"Kalian berdua sama-sama punya latar belakang buruk diem aja deh." Jaehyuk angkat bicara, malas dengan perdebatan, siapa yang punya masa lalu dan latar belakang terburuk di antara keduanya?

"Kak Jaehyuk, lo pikir masa lalu dan latar belakang lo bagus?" Haruto balik menatap Jaehyuk remeh, dan berusaha melepaskan cengkraman Jihoon pada lehernya.

"BANGSAT, MAKSUD LO APA—"

"UDAH CUKUP!"

Doyoung menggebrak meja kaca yang ada di sana, membuat ucapan Jaehyuk terpotong. Jihoon bahkan spontan melepaskan cengkramannya pada Haruto.

"Kalau kalian mau ungkit-ungkit soal masa lalu. Gue bisa ungkit semuanya, kalian nggak tahu kan?" Doyoung menatap remeh mereka semua yang ada di sana.

"Maaf, gue nggak punya pilihan selain bocorin hal ini ke kalian. Kalian sendiri yang minta."

"Doyoung, lo apa-apaan sih." Junkyu menyenggol lengan Doyoung, namun laki-laki itu mengabaikannya.

"Kak Jihoon, anak pembunuh berantai, Park Jiwon. Park Jiwon bunuh dua puluh orang tapi dua tahun lalu bebas bersyarat."

"Kak Yoshi, anak panti asuhan, orang kira." Doyoung terkekeh sebentar. "Pernah nyelakain teman-teman sekolahnya dulu pas berada di bangku SD dengan kayu."

"Kak Junkyu—"

"Doyoung." Junkyu menatap kesal Doyoung, namun lagi-lagi Doyoung mengabaikannya.

"Kak Junkyu, anak dari koruptor dan punya penyakit Empath." Doyoung menatap Junkyu yang hanya menatap kosong dirinya. Semuanya tentu saja terkejut bukan main, kecuali...

Jihoon.

Laki-laki itu menyayangi Junkyu bukan tanpa alasan.

"Kak Jaehyuk, lo anak dari seorang pedagang anak kecil kan?" tanya Doyoung tersenyum miring menatap Jaehyuk yang terdiam di tempatnya.

"Kak Jaehyuk, gue juga tahu lo suka nyimpen video-video rate."

Semuanya hanya diam, memang seharusnya dari awal tidak ada yang saling menghakimi.

"Kak Asahi, lo pikir lo bisa nutupin rapat dari semuanya.
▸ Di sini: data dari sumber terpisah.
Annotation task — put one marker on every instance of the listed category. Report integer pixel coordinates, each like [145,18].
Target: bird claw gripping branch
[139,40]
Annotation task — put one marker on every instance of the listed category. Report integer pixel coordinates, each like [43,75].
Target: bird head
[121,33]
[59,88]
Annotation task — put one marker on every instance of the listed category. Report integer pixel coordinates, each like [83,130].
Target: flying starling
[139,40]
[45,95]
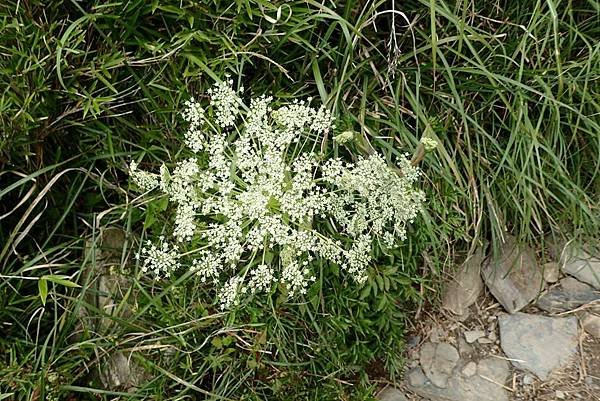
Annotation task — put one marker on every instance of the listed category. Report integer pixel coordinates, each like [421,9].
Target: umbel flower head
[255,207]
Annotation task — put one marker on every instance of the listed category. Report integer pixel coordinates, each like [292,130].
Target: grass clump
[508,90]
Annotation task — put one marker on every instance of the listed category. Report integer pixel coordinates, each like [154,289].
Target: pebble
[538,344]
[527,380]
[473,335]
[591,324]
[470,369]
[438,361]
[513,276]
Tapi lo nggak akan pernah bisa nutupin dari gue."

"Lo korban pelecehan seksual saat lo duduk di bangku sekolah dasar. Terus lo sendiri yang melaporkan Ayah lo atas kekerasan terhadap Ibu lo," ujar Doyoung lagi. Asahi yang merasa masa lalunya dibongkar oleh Doyong hanya menatap laki-laki itu datar. Cepat atau lambat semua akan terbongkar. Jadi jika Asahi nanti memang ditakdirkan mati, setidaknya ia tidak menyimpan rahasia lagi.

"Lo sendiri?" Jihoon bertanya pada Doyoung.

"Gue cuman anak yang selamat dari peristiwa pembunuhan berantai yang dilakuin Park Jiwon di rumah elit di gang utara tengah kota," jelas Doyoung yang tentunya membuat semua orang terkejut setengah mati.

"Ayah gue?" tanya Jihoon tak percaya.

"Ayah lo atau bukan?" tanya balik Doyoung sembari terkekeh.

"Haruto, bunuh Ayahnya untuk perlindungan diri, katanya." Doyoung terkekeh sebentar sebelum melanjutkan, "padahal lo emang bunuh Ayah lo karena nggak suka doang."

Haruto terdiam.

"Dan Junghwan, lo cuman bocah polos yang disayang Jihoon dan dibawa ke sini. Gue pikir awalnya lo memang polos, tapi ternyata lo juga sama kayak kita-kita. Pengedar narkoba."

Junghwan hanya tertawa miris dalam hatinya. Ia merasa malu pada dirinya sendiri dan teman-temannya. Tak ada yang dapat ia bantah, Junghwan memang tidak sering memakai narkoba, tapi tetap saja, laki-laki itu menyalurkan narkoba dari si penjual ke teman-temannya.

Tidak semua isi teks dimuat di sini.